The rapid success of using human big data has been a novel trend for drug development and discovery. The human genetic techniques including Coding GWAS are generically associated with diseases whereas the expansion of Human Data Ecosystem in multi-geographic regions provide valuable insights on disease specific cohorts and genomic data. The investment on human genome research and analytics based on health records is expanding globally, with a more strategic approach to accessing human data. The research into Big Human Data Investment has their continuing synergistic influence for testing or generation and validation of hypothesis from the understanding of diseases to experimental validation in human samples and data.

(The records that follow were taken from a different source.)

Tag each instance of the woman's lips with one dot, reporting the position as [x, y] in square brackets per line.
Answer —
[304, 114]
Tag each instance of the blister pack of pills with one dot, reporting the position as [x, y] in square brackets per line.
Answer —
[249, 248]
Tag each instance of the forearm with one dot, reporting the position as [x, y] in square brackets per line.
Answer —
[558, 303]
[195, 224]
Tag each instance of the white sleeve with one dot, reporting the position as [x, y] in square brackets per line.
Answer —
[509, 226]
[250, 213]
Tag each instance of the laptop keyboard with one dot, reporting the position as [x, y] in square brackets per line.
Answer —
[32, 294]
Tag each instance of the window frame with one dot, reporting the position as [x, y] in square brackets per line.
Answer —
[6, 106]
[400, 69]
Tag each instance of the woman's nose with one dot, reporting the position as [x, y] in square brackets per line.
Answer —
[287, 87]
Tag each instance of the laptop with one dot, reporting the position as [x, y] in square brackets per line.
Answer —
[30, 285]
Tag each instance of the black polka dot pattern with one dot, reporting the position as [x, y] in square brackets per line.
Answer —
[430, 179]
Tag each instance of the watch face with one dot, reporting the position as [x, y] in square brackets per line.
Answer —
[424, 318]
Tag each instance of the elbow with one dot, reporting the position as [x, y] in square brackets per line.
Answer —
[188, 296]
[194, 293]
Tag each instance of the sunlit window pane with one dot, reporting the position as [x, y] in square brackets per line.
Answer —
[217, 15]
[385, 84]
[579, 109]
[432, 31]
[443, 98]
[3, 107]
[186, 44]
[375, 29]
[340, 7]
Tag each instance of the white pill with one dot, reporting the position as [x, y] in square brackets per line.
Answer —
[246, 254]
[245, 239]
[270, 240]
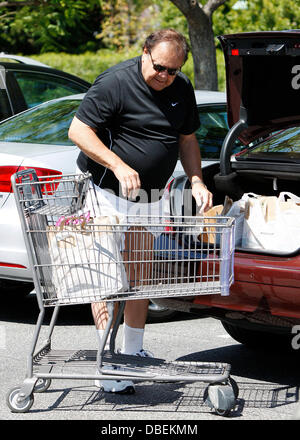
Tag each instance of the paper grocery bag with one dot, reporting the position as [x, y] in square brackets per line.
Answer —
[208, 233]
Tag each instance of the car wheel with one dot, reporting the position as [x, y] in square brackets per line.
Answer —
[256, 338]
[158, 313]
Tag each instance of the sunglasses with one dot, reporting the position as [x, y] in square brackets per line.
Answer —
[159, 68]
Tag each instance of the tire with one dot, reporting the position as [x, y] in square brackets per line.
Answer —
[257, 339]
[159, 314]
[14, 405]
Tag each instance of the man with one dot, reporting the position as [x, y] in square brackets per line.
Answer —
[132, 124]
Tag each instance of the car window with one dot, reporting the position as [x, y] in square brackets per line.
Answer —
[40, 87]
[213, 130]
[46, 124]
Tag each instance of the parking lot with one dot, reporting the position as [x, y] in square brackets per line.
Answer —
[268, 381]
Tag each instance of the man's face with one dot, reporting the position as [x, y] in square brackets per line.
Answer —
[164, 54]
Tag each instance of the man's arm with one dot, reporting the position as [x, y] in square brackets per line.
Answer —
[87, 140]
[190, 157]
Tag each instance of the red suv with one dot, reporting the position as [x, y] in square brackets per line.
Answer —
[263, 95]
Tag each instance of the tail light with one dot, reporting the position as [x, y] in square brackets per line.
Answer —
[7, 171]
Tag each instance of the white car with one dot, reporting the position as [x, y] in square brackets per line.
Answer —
[38, 138]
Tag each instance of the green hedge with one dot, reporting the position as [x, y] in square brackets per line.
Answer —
[90, 64]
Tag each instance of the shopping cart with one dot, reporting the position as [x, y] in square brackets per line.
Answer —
[78, 256]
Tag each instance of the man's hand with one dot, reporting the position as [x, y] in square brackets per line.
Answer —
[202, 196]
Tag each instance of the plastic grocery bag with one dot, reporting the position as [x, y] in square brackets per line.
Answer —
[271, 222]
[237, 210]
[86, 260]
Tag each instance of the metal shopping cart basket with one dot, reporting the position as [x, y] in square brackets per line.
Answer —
[78, 256]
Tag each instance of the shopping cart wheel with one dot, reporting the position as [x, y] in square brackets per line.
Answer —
[42, 385]
[221, 397]
[16, 405]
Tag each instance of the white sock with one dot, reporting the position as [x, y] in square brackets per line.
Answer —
[132, 339]
[100, 333]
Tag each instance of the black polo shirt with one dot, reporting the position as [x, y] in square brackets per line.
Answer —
[137, 123]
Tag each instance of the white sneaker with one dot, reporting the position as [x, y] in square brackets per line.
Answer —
[115, 386]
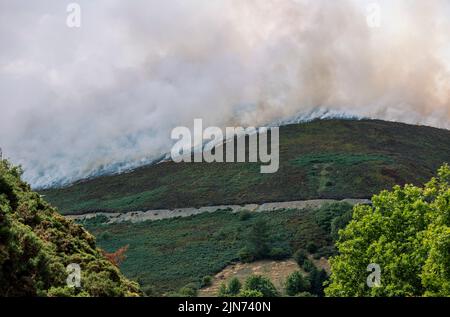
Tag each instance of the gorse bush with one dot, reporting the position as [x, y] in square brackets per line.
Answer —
[36, 245]
[300, 256]
[233, 288]
[261, 284]
[296, 283]
[407, 233]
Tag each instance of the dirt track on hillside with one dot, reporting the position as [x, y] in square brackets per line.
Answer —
[140, 216]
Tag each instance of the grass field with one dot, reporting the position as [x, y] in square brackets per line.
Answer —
[168, 254]
[321, 159]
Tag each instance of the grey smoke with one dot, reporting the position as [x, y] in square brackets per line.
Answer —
[104, 98]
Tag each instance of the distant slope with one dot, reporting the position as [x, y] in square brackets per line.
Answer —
[333, 159]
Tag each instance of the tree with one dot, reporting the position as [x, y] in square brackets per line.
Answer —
[317, 279]
[300, 256]
[259, 239]
[296, 283]
[406, 232]
[261, 284]
[118, 256]
[234, 286]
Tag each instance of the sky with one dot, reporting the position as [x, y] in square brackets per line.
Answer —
[104, 97]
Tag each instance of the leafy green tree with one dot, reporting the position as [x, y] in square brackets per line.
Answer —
[37, 244]
[259, 239]
[206, 281]
[407, 233]
[308, 266]
[261, 284]
[296, 283]
[317, 279]
[234, 286]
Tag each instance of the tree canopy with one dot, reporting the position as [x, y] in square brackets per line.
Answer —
[37, 245]
[407, 233]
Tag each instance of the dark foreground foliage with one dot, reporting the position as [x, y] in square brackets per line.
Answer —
[37, 244]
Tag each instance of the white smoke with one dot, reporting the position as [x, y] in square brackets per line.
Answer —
[104, 97]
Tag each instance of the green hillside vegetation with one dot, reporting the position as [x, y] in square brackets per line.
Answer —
[322, 159]
[166, 255]
[37, 243]
[407, 233]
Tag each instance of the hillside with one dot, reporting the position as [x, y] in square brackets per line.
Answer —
[37, 244]
[332, 159]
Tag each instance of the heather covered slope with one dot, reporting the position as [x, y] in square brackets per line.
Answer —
[320, 159]
[36, 245]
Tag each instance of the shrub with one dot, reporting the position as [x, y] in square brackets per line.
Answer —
[300, 256]
[244, 215]
[234, 287]
[326, 252]
[246, 255]
[317, 279]
[308, 266]
[223, 291]
[325, 215]
[259, 239]
[340, 222]
[206, 281]
[278, 254]
[296, 283]
[190, 290]
[311, 247]
[250, 293]
[261, 284]
[149, 291]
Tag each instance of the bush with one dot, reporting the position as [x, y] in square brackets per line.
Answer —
[311, 247]
[300, 256]
[246, 255]
[308, 266]
[339, 223]
[234, 287]
[223, 291]
[326, 252]
[149, 291]
[189, 290]
[259, 239]
[250, 293]
[244, 215]
[278, 254]
[296, 283]
[207, 281]
[325, 215]
[317, 279]
[261, 284]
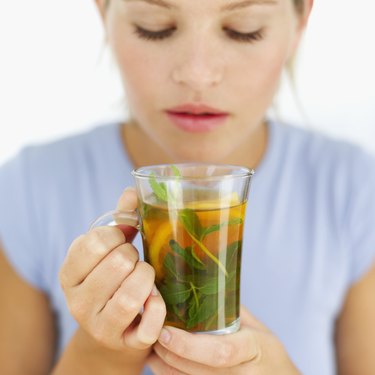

In addition, the data from population specific variants could identify novel genetic associations with diseases, and also,the compilation of big data has a huge impact on the pharmaceutical industry’s research methods by using rapid analysis on demand with sufficient statistical power to derive future potential hypotheses. Since the deliverable from biobank analysis provides both disease risk and safety in the general population, the Biobank scale genomic data identifies rare variants such as the Loss of Function (LoF) variant that is associated with health.
In subgroups, the functional variants (Missense, LoF) accelerate medical development by reinforcing already validated and enriched genomic data sets where the potential of providing the opportunities for new drug indications and discovery. With more innovation and evolution we are closer to greater successes in the generation of diverse population genome data and at the same time deriving safety information and discovering new indications for drugs.